Aguirre, la colère de Dieu (Werner Herzog, 1972)
Il suffira de quelques plans pour comprendre qu’Aguirre, la colère de Dieu est un film important. La caméra se promène de bas en haut, dévoilant quelques hommes perdus dans la brume. Une musique médiévale aux aspirations rock se greffe dessus et comme par enchantement une magie se dégage. La même vague poétique nous accompagnera tout au long de cette aventure coloniale démesurée. L’histoire est celle d’une expédition espagnole entreprise en 1560 et au départ composée d’un peu plus de mille aventuriers. Ils quittent la sierra péruvienne pour s’enfoncer dans la forêt vierge à la recherche d’El Dorado. Les hommes de l’expédition en viennent à souffrir, en proie à la faim et à diverses maladies. Le commandant en second, Aguirre, profite de la faiblesse générale pour désobéir aux ordres de son supérieur. Il le fait emprisonner et décide de poursuivre sa funeste expédition quoi qu’il en coute, porté par sa seule mégalomanie. Herzog est allé tourner son film en décors naturels au Pérou, risquant sa vie et celle de son opérateur selon ce qui fut rapporté par l’équipe. Une odyssée réelle aurait ainsi accompagné l’aventure fictive. Est-ce de là que provient l’aura pour le moins unique d’Aguirre ?

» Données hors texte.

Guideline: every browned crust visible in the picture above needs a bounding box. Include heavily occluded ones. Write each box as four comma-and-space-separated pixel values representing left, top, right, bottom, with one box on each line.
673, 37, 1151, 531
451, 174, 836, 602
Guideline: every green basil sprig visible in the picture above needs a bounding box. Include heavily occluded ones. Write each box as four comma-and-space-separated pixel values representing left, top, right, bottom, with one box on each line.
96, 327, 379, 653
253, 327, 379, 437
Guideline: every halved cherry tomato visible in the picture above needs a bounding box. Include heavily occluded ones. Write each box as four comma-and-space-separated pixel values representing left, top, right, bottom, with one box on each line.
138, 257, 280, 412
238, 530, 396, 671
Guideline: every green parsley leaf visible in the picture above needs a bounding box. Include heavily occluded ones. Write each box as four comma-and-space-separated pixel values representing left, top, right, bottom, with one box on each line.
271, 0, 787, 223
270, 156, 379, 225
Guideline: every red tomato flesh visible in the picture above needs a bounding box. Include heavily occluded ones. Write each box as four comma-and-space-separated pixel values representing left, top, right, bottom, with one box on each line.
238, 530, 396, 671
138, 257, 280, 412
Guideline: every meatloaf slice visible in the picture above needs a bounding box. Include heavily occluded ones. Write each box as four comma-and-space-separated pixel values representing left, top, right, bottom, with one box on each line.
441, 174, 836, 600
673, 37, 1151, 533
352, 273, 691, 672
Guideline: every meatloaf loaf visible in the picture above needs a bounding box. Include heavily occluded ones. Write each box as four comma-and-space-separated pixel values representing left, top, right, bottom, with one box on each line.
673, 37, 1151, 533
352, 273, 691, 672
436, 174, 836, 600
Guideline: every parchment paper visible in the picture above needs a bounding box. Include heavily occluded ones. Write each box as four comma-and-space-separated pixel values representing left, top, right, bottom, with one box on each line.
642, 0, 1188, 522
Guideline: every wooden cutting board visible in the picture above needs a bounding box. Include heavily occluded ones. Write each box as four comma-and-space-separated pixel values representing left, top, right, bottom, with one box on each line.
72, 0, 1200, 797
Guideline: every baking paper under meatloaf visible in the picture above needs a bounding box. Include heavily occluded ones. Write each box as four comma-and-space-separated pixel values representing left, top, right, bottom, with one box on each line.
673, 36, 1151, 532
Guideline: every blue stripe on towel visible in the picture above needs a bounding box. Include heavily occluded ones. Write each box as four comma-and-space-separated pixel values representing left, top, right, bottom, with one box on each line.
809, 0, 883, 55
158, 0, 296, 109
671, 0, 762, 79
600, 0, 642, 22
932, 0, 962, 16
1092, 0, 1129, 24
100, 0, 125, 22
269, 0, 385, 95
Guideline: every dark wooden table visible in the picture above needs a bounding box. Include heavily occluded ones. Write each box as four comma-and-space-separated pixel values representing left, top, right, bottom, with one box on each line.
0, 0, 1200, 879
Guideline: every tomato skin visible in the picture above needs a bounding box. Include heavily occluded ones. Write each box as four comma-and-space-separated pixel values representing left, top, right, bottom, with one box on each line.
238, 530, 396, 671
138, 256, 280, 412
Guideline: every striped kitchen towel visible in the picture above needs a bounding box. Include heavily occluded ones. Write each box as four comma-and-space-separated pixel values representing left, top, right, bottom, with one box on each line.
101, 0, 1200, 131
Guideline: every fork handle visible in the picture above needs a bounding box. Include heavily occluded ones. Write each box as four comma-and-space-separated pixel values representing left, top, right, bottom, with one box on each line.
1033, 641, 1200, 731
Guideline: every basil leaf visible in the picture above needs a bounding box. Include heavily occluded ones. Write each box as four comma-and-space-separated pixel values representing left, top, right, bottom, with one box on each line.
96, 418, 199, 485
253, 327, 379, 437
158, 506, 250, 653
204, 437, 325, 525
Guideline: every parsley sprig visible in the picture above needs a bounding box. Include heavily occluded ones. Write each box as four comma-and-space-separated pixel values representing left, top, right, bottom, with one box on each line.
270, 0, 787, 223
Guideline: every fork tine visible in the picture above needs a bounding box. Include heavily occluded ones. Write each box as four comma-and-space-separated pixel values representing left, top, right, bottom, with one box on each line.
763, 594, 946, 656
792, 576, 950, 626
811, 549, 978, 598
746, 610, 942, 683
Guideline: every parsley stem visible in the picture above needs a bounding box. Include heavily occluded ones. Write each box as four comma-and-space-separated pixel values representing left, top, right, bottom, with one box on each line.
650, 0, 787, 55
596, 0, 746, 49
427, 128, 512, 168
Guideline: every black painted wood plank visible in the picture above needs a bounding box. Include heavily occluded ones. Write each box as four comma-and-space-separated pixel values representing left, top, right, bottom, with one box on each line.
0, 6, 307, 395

La mise en scène est brumeuse, enveloppée d’un nuage de folie hypnotique. Herzog allonge ses plans dans le temps avec un souci de contemplation qui pourrait facilement lasser les réticents au genre. Nous sommes loin du film d’aventure, il s’agit là de capter la démence d’une expédition, et plus particulièrement celle d’un seul homme, Aguirre, alias le génial Klaus Kinski. Conquistador raté et leader terrifiant au regard pervers, il dégage une aura unique quoique malsaine. Le personnage n’est pas sans rappeler Hitler, le film pouvant d’ailleurs être interprété comme une allégorie du IIIème Reich. La démesure d’Aguirre prendrait alors tout son sens : la dernière scène le montre seul après que tout son équipage ait été tué, fantasmant toujours sur la création d’une nouvelle race alors qu’une tribu de singes a envahi son radeau. La quête aura entraîné des milliers de mort pour finalement n’aboutir a rien. L’humour aidant (et Herzog n’en manque pas), le personnage, aussi terrifiant soit-il, en devient complètement ridicule.
Enfin, il est nécessaire de revenir sur la doctrine religieuse qui couvre également le film. Si les moines sont présents dans l’expédition, c’est bien entendu pour convertir le prétendu nouveau peuple au christianisme. La confrontation avec les tribus aborigènes fera sombrer également la religion dans le ridicule, les conquérants trouvant toujours prétexte à reconnaître de nouveaux blasphèmes. Dans son ensemble, le film fait penser à une quête du Graal (finalement toujours en accord avec le thème général de démesure). L’amazone sur lesquels s’embarquent les conquistadores est terrifiante, l’eau remue la terre a tel point qu’on la croit en ébullition. On pense au Styx, le fleuve des morts. Les mouvements de caméra agrémentent l’aura divine des éléments. Herzog alterne plans fixes et plans à l’épaule, ces derniers faisant fortement penser à de la caméra subjective. En cela, Herzog emprunterait les méthodes du film d’horreur. Simplement, utilisés dans de telles conditions, l’effet n’en demeure que plus fantastique, conférant au film une exclusivité supplémentaire. Aguirre, la colère de Dieu est une oeuvre profonde qu’on ne peut entièrement intercepter au premier visionnage. La démesure trouve certainement ici l’une de ses expressions les plus franches en cinéma. A voir.